La falta de rendición de cuentas allana el camino para nuevos ataques contra la democracia, afirma. "El 8 de enero de 2023 tiene mucho que ver con este proceso de no revelar la verdad, de omisión, de negación de lo ocurrido como un golpe de Estado. Tiene que ver con la impunidad de estos perpetradores, con la difusión de la falsa historia de que [el golpe de 1964] salvó al país del comunismo".
“La defensa de la democracia es lamentablemente un proceso muy delicado y difícil, por eso necesitamos tener herramientas para combatir estas acciones arbitrarias y estos intentos de barrer bajo la alfombra los ataques contra la democracia”, añade.
A Se restableció la Comisión Especial sobre Muertos y Desaparecidos Políticos en julio de este año por el presidente Lula, luego de haber sido clausurado en 2022, durante el gobierno de Bolsonaro.

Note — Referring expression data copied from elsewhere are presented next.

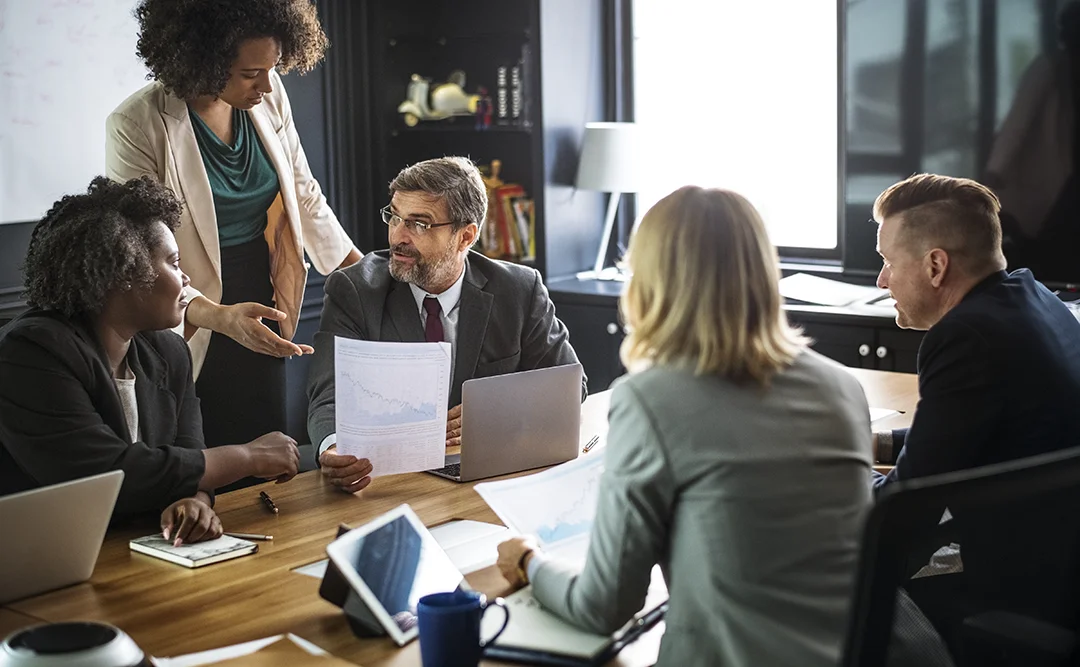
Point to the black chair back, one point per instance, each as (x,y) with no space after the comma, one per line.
(1003,512)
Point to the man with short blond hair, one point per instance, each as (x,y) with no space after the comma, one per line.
(999,367)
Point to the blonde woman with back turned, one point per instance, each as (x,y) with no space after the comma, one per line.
(738,459)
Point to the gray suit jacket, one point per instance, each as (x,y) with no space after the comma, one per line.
(751,501)
(505,323)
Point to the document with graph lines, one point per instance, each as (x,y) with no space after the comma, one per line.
(391,403)
(563,520)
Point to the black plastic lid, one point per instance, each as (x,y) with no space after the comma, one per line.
(59,638)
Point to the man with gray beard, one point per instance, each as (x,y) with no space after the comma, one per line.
(431,286)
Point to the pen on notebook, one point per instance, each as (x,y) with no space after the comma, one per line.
(592,443)
(268,502)
(251,536)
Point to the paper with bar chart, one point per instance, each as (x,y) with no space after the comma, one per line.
(556,505)
(391,403)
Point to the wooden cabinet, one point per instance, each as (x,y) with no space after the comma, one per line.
(876,343)
(596,335)
(858,340)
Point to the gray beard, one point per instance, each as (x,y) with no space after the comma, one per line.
(422,273)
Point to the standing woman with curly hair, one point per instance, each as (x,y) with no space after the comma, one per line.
(216,128)
(91,382)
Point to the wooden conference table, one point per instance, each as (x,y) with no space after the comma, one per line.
(170,610)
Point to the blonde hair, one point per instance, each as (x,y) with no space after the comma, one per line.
(958,215)
(704,289)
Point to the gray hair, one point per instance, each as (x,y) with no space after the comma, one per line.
(455,179)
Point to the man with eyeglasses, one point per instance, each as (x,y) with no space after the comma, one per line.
(430,286)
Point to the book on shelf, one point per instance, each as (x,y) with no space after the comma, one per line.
(193,555)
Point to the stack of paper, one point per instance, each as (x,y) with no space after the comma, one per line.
(824,291)
(277,651)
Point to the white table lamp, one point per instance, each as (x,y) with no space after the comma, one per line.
(610,162)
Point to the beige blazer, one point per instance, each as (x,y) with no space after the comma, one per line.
(150,133)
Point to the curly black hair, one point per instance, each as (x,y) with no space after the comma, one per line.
(189,45)
(91,244)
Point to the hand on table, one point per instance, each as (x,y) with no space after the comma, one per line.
(273,455)
(454,426)
(189,520)
(346,472)
(514,555)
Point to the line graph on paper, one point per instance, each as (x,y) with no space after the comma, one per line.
(556,505)
(409,399)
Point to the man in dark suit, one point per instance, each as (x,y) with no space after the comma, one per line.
(999,380)
(999,367)
(429,286)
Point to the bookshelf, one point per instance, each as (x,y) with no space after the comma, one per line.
(556,45)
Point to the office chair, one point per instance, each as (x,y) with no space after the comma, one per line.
(1018,534)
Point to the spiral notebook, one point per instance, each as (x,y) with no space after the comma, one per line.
(193,555)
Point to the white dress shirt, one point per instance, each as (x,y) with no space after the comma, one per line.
(448,301)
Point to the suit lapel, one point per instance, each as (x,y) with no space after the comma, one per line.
(190,178)
(268,135)
(404,313)
(473,311)
(151,394)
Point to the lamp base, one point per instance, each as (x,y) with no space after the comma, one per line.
(608,273)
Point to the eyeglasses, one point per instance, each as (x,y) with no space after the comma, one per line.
(415,227)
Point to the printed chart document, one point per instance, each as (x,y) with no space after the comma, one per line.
(391,403)
(562,523)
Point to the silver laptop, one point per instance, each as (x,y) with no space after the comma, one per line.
(516,422)
(52,535)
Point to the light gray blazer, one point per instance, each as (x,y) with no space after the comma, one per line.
(752,501)
(505,323)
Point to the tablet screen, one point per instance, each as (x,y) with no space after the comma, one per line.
(401,565)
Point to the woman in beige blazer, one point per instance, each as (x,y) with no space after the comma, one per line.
(738,460)
(216,127)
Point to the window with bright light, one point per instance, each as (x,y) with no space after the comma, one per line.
(742,95)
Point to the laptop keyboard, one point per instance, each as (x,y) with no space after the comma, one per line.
(453,470)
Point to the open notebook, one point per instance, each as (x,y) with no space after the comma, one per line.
(193,555)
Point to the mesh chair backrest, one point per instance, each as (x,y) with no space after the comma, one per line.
(1020,532)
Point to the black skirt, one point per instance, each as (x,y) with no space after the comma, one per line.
(242,392)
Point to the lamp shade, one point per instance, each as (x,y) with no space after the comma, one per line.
(610,158)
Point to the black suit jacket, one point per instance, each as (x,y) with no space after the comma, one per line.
(61,416)
(999,379)
(505,323)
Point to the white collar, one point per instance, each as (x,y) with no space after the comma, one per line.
(447,300)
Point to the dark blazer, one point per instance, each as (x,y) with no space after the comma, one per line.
(61,416)
(999,379)
(505,323)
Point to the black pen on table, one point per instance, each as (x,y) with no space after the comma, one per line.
(250,536)
(592,443)
(268,502)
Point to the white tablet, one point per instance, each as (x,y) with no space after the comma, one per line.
(391,562)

Sesenta años después del golpe (Mira el especialEstudios indican la existencia de 144 personas desaparecidas durante la dictadura militar. También hay casos de personas cuyas muertes fueron confirmadas por el gobierno, pero cuyos cuerpos desaparecieron. Entre ellos, el estudiante de geología de la Universidad de Brasilia, Honestino Guimarães, posiblemente asesinado en 1973 por agentes de la dictadura.
Desinformación - Según Nilmário Miranda, periodista y exdiputado federal, preso político en la década de 1970 y asesor especial para la Defensa de la Democracia, la Memoria y la Verdad del Ministerio de Derechos Humanos y Ciudadanía (MDHC), construir memorias basadas en la verdad es uno de los pilares fundamentales de la democracia. Sin embargo, este proceso se ha visto obstaculizado por las noticias falsas.
No existe democracia basada en noticias falsas, apropiación y alteración de la historia. La democracia solo se relaciona con la memoria verdadera y la construcción de memorias, por lo que su mantenimiento y acciones como la Comisión de la Verdad trascienden los gobiernos y se vinculan con las políticas estatales, argumenta.
"Mantener viva la memoria es importante, y sigue siendo válido y necesario recordar el lema de la Comisión: para que no se olvide, para que no vuelva a ocurrir. Esto debe ser parte de la vida del país, debe ser parte de la educación, para evitar algo como el golpe que casi ocurrió el 8 de enero", añade.
Recuerda que durante la dictadura militar, 750 parlamentarios fueron destituidos, más de 30 personas denunciaron algún tipo de tortura y 434 fueron asesinadas o desaparecieron. "Esto debe ser conocido por todos. Si no, volverá, se repetirá. La historia demuestra que así será. La verdadera democracia lo necesita".
Avance - Adriano Diogo, geólogo y político, preso político durante la dictadura militar y miembro de la Comisión de la Verdad del Estado de São Paulo, cree que la democracia se ha enfrentado a un gran desafío en la era digital. Sin embargo, enfatiza que el sistema democrático sigue siendo el más avanzado que existe.
“Estamos en un momento difícil, en el que el peso de la comunicación digital obstaculiza el proceso, pero no podemos dejar de luchar, gritar, disputar y ganar elecciones, que es la única manera de garantizar la continuidad de la Democracia”.
"Puede que tenga todos sus problemas, pero es lo más avanzado y revolucionario que tenemos actualmente, y garantiza la participación del pueblo, que está en el centro de la toma de decisiones. Es a partir de la voluntad del pueblo que se construyen las generaciones", añade.